All the afternoon he lay there. As it grew cooler he stirred about uneasily. At dusk he started up for his nest. It was a hard pull to get there. His head was heavy, and his legs shaky. Half way up, he stopped on top of the lower sash to lie down awhile. He had a terrible headache, evidently; he kept rubbing his head with his fore legs as if to relieve the pain. After a fall or two on the second sash, he reached the top, and tumbled into his warm nest to sleep off the effects of his spree.

One such lesson should have been enough; but it wasn't. Perhaps, also, I should have put temptation out of his way; for I knew that all hornets, especially yellow-jackets, are hopeless topers when they get a chance; that when a wasp discovers a fermenting apple, it is all up with his steady habits; that when a nest of them discover a cider mill, all work, even the care of the young, is neglected. They take to drinking, and get utterly demoralized. But in the interest of a new experiment I forgot true kindness, and left the tumbler where it was.
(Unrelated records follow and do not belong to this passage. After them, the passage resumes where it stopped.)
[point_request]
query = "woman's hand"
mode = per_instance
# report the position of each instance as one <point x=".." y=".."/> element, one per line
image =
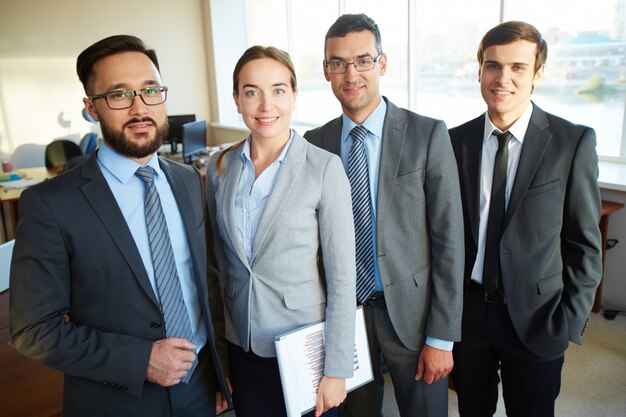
<point x="331" y="393"/>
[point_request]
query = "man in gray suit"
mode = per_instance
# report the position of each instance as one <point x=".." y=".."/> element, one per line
<point x="88" y="291"/>
<point x="414" y="247"/>
<point x="533" y="264"/>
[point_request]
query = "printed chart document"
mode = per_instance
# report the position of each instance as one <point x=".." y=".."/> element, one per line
<point x="301" y="362"/>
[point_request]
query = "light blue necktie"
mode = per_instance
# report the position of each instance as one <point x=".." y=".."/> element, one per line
<point x="361" y="207"/>
<point x="168" y="285"/>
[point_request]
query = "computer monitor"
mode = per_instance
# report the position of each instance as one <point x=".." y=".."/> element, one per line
<point x="194" y="140"/>
<point x="176" y="123"/>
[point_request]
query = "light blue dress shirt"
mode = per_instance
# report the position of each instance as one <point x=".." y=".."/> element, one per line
<point x="128" y="190"/>
<point x="373" y="146"/>
<point x="253" y="193"/>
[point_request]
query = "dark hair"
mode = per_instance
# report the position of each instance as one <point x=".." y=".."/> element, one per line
<point x="252" y="54"/>
<point x="257" y="52"/>
<point x="106" y="47"/>
<point x="349" y="23"/>
<point x="512" y="31"/>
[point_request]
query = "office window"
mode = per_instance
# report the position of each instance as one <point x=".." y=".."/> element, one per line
<point x="431" y="49"/>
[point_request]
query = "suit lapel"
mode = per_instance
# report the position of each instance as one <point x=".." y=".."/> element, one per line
<point x="537" y="139"/>
<point x="287" y="177"/>
<point x="96" y="190"/>
<point x="188" y="207"/>
<point x="472" y="143"/>
<point x="332" y="140"/>
<point x="232" y="171"/>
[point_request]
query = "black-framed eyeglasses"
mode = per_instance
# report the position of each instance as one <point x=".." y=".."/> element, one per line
<point x="337" y="66"/>
<point x="123" y="99"/>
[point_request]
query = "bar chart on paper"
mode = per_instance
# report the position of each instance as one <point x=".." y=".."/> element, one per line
<point x="301" y="355"/>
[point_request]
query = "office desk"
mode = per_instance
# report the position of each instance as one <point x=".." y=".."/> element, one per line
<point x="9" y="199"/>
<point x="608" y="207"/>
<point x="27" y="388"/>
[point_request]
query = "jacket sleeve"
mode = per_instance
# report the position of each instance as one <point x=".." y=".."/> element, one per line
<point x="580" y="237"/>
<point x="40" y="324"/>
<point x="336" y="226"/>
<point x="445" y="228"/>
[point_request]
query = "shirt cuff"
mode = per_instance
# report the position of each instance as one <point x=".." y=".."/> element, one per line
<point x="439" y="344"/>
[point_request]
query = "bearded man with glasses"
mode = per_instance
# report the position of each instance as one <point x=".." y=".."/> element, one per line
<point x="408" y="222"/>
<point x="108" y="279"/>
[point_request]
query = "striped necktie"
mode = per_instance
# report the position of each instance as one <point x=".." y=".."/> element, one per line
<point x="170" y="294"/>
<point x="362" y="210"/>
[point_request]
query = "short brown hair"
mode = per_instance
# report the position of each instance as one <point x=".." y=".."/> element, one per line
<point x="106" y="47"/>
<point x="512" y="31"/>
<point x="350" y="23"/>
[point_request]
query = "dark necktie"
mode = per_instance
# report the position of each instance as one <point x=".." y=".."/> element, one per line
<point x="492" y="281"/>
<point x="168" y="285"/>
<point x="361" y="207"/>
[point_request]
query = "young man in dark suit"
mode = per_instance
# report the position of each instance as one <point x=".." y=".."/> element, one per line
<point x="410" y="255"/>
<point x="531" y="207"/>
<point x="106" y="285"/>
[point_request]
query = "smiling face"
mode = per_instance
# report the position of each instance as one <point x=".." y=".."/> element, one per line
<point x="507" y="77"/>
<point x="358" y="92"/>
<point x="138" y="131"/>
<point x="265" y="99"/>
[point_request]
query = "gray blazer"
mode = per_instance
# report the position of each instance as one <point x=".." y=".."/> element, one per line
<point x="550" y="250"/>
<point x="419" y="224"/>
<point x="308" y="215"/>
<point x="81" y="301"/>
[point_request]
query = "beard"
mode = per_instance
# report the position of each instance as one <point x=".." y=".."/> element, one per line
<point x="122" y="144"/>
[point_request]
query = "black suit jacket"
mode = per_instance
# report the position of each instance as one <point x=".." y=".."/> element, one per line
<point x="80" y="297"/>
<point x="550" y="250"/>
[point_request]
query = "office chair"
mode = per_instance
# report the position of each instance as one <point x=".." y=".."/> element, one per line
<point x="75" y="161"/>
<point x="6" y="253"/>
<point x="58" y="152"/>
<point x="28" y="155"/>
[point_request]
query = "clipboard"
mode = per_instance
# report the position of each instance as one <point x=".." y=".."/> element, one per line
<point x="300" y="355"/>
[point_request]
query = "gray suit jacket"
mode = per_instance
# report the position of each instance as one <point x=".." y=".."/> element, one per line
<point x="80" y="298"/>
<point x="550" y="248"/>
<point x="308" y="214"/>
<point x="419" y="224"/>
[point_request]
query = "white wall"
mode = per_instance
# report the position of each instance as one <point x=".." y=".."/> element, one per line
<point x="39" y="43"/>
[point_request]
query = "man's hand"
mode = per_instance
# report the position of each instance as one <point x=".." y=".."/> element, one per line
<point x="170" y="359"/>
<point x="433" y="364"/>
<point x="221" y="404"/>
<point x="331" y="393"/>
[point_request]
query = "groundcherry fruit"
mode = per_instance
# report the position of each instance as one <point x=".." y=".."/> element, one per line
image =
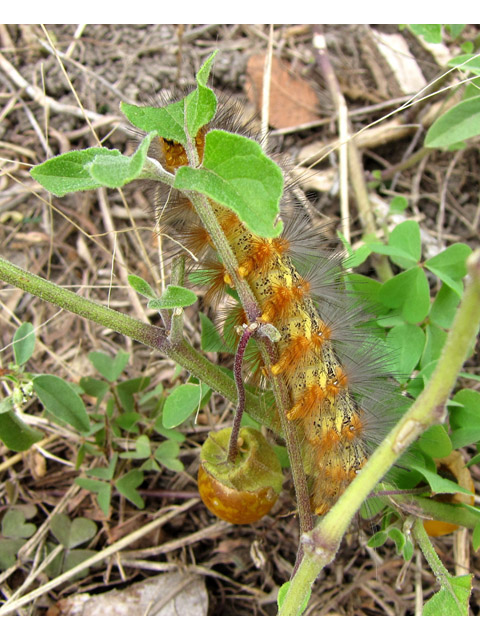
<point x="244" y="491"/>
<point x="454" y="465"/>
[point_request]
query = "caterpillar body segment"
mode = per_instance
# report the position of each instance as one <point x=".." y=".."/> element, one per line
<point x="332" y="368"/>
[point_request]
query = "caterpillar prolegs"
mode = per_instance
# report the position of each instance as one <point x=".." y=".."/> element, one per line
<point x="334" y="368"/>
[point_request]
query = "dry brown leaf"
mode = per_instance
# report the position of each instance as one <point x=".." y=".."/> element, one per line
<point x="293" y="102"/>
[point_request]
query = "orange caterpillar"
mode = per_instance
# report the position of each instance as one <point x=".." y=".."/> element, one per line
<point x="332" y="368"/>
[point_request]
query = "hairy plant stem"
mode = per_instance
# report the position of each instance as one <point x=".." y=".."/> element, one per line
<point x="155" y="337"/>
<point x="322" y="543"/>
<point x="431" y="556"/>
<point x="238" y="377"/>
<point x="250" y="305"/>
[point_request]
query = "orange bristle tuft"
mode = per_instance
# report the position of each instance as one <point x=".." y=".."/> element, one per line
<point x="312" y="396"/>
<point x="335" y="385"/>
<point x="292" y="355"/>
<point x="354" y="429"/>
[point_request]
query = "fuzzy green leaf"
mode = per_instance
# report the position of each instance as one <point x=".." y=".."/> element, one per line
<point x="180" y="404"/>
<point x="141" y="286"/>
<point x="69" y="172"/>
<point x="23" y="343"/>
<point x="459" y="123"/>
<point x="15" y="434"/>
<point x="200" y="107"/>
<point x="167" y="122"/>
<point x="110" y="368"/>
<point x="211" y="340"/>
<point x="116" y="171"/>
<point x="236" y="174"/>
<point x="173" y="297"/>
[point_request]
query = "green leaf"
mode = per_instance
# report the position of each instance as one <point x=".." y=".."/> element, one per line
<point x="127" y="486"/>
<point x="128" y="421"/>
<point x="171" y="434"/>
<point x="204" y="72"/>
<point x="450" y="265"/>
<point x="408" y="291"/>
<point x="72" y="533"/>
<point x="60" y="400"/>
<point x="93" y="387"/>
<point x="431" y="32"/>
<point x="406" y="343"/>
<point x="75" y="557"/>
<point x="116" y="171"/>
<point x="142" y="449"/>
<point x="435" y="340"/>
<point x="69" y="172"/>
<point x="408" y="550"/>
<point x="102" y="489"/>
<point x="141" y="286"/>
<point x="173" y="297"/>
<point x="8" y="552"/>
<point x="455" y="30"/>
<point x="167" y="454"/>
<point x="406" y="236"/>
<point x="167" y="122"/>
<point x="465" y="420"/>
<point x="437" y="483"/>
<point x="444" y="307"/>
<point x="459" y="123"/>
<point x="451" y="600"/>
<point x="476" y="538"/>
<point x="180" y="404"/>
<point x="200" y="107"/>
<point x="15" y="526"/>
<point x="237" y="174"/>
<point x="105" y="473"/>
<point x="15" y="434"/>
<point x="211" y="340"/>
<point x="126" y="390"/>
<point x="110" y="368"/>
<point x="378" y="539"/>
<point x="398" y="537"/>
<point x="435" y="442"/>
<point x="23" y="343"/>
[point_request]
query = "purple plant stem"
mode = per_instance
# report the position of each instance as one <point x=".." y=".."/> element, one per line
<point x="237" y="375"/>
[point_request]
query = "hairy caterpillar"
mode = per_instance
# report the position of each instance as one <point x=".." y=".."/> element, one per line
<point x="333" y="366"/>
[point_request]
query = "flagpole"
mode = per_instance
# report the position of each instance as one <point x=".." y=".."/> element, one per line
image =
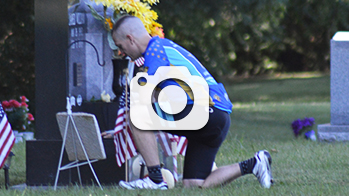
<point x="126" y="112"/>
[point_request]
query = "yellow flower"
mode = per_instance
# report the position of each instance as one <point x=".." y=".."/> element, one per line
<point x="138" y="8"/>
<point x="109" y="23"/>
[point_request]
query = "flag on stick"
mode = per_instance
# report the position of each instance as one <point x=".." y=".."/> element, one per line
<point x="7" y="138"/>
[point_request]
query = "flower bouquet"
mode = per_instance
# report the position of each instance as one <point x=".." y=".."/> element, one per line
<point x="18" y="114"/>
<point x="304" y="126"/>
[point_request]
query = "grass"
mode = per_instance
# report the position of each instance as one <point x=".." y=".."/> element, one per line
<point x="263" y="112"/>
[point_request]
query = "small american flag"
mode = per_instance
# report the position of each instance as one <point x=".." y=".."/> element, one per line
<point x="7" y="138"/>
<point x="122" y="132"/>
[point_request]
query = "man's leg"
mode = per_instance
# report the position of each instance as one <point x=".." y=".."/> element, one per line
<point x="259" y="165"/>
<point x="147" y="147"/>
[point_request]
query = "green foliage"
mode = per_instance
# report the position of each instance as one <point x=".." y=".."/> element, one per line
<point x="255" y="36"/>
<point x="17" y="70"/>
<point x="300" y="166"/>
<point x="309" y="26"/>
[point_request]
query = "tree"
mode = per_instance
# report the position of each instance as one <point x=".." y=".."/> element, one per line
<point x="17" y="70"/>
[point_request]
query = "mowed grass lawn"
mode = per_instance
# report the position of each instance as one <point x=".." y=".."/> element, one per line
<point x="261" y="119"/>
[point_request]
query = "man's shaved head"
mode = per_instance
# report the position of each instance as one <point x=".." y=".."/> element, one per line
<point x="130" y="36"/>
<point x="128" y="25"/>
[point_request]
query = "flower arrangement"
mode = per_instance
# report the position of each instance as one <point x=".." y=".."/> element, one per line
<point x="138" y="8"/>
<point x="305" y="125"/>
<point x="18" y="114"/>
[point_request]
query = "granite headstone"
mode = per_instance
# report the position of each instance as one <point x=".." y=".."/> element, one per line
<point x="86" y="77"/>
<point x="338" y="129"/>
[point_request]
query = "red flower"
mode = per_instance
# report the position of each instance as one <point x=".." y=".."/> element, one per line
<point x="23" y="99"/>
<point x="6" y="105"/>
<point x="14" y="103"/>
<point x="24" y="104"/>
<point x="30" y="117"/>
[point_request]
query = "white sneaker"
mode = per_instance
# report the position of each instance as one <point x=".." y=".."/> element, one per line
<point x="144" y="183"/>
<point x="262" y="169"/>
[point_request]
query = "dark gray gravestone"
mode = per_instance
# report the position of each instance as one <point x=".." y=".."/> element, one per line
<point x="52" y="37"/>
<point x="86" y="77"/>
<point x="338" y="129"/>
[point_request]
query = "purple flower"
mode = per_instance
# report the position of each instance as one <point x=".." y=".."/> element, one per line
<point x="308" y="122"/>
<point x="299" y="125"/>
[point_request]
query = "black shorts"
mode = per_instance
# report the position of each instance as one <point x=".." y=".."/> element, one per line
<point x="203" y="144"/>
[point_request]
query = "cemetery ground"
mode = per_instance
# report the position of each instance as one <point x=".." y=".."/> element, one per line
<point x="261" y="119"/>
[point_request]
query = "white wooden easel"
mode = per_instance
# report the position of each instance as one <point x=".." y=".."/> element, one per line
<point x="75" y="144"/>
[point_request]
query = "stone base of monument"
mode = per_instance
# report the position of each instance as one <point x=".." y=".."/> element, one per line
<point x="333" y="133"/>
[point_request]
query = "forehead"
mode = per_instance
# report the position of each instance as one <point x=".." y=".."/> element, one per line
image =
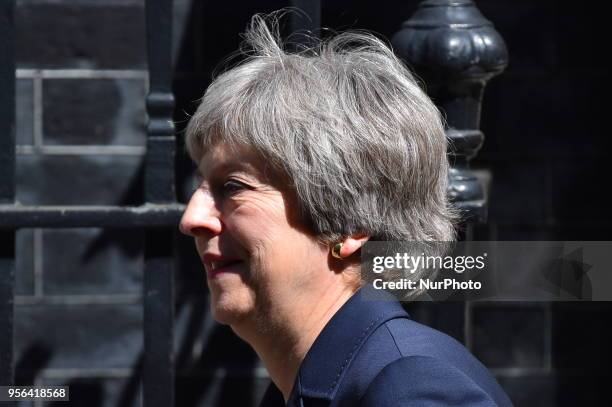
<point x="222" y="157"/>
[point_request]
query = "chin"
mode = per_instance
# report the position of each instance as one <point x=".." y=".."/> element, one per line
<point x="229" y="310"/>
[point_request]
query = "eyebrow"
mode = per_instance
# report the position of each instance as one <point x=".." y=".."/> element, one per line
<point x="225" y="167"/>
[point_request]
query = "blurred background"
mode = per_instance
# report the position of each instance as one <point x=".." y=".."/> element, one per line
<point x="81" y="136"/>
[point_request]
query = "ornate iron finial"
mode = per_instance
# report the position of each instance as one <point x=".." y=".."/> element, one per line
<point x="455" y="50"/>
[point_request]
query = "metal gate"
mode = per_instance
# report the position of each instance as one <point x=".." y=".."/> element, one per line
<point x="158" y="216"/>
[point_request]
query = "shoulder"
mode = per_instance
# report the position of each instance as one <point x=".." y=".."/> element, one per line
<point x="406" y="363"/>
<point x="424" y="381"/>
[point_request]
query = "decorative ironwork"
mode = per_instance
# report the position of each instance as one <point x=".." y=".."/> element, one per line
<point x="7" y="187"/>
<point x="456" y="51"/>
<point x="158" y="374"/>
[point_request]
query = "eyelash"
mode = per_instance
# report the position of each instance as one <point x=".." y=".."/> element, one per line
<point x="230" y="187"/>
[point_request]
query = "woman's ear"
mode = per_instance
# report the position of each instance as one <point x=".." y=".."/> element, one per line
<point x="351" y="245"/>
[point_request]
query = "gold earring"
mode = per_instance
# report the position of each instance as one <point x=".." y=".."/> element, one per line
<point x="336" y="250"/>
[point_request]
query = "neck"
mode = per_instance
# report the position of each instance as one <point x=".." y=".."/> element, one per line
<point x="283" y="333"/>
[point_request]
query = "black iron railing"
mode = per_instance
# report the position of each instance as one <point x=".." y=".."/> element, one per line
<point x="159" y="215"/>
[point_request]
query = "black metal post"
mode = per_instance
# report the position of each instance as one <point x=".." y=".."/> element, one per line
<point x="456" y="51"/>
<point x="7" y="187"/>
<point x="158" y="373"/>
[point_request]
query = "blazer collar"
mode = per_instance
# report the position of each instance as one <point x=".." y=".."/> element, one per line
<point x="339" y="342"/>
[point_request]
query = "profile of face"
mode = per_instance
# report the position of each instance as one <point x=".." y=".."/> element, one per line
<point x="254" y="250"/>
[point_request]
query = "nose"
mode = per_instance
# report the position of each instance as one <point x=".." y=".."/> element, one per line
<point x="201" y="215"/>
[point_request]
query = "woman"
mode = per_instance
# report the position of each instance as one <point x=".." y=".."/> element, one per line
<point x="303" y="158"/>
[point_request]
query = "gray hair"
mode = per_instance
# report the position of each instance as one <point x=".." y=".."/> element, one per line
<point x="362" y="145"/>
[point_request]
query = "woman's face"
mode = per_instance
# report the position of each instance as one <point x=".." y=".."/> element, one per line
<point x="253" y="249"/>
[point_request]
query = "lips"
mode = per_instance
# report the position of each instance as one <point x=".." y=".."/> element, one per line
<point x="216" y="263"/>
<point x="223" y="267"/>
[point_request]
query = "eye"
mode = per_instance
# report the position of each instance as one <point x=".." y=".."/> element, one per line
<point x="231" y="187"/>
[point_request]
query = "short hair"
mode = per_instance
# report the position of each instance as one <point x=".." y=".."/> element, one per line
<point x="362" y="145"/>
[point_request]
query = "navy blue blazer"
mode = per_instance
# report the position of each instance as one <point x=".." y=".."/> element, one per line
<point x="371" y="354"/>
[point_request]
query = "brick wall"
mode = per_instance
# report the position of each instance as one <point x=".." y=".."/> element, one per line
<point x="80" y="131"/>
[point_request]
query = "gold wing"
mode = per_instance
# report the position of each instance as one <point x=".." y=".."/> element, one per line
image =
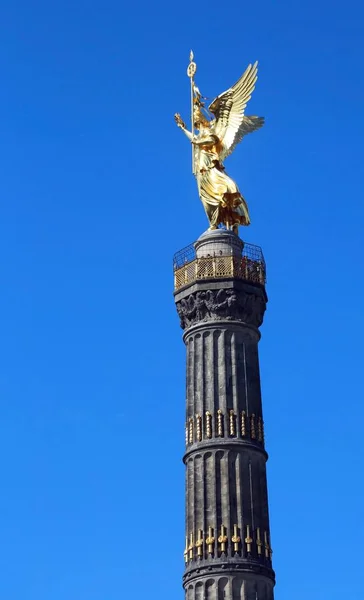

The next day, at noon, he was stretched out on the sill, drunk again. For three days he kept up his tippling, coming out when the sun shone warmly, and going straight to the fatal tumbler. On the fourth day he paid the penalty of his intemperance.

The morning was very bright, and the janitor had left the hornet's window slightly open. At noon he was lying on the window sill, drunk as usual. I was in a hurry to take a train, and neglected to close the window. Late at night, when I came back to my room, he was gone. He was not on the sill, nor on the floor, nor under the window cushions. His nest in the casing, where I had so often watched him asleep, was empty. Taking a candle, I went out to search under the window. There I found him in the snow, his legs curled up close to his body, frozen stiff with the drip of the eaves.

I carried him in and warmed him at the fire, but it was too late. He had been drunk once too often. When I saw that he was dead, I stowed him away in the nest he had been seeking when he fell out into the snow. I tried to read; but the book seemed dull. Every little while I got up to look at him, lying there with his little pointed face, still dead. At last I wrapped him up, and pushed him farther in, out of sight.

All the while the empty tumbler seemed to look at me reproachfully from the window sill.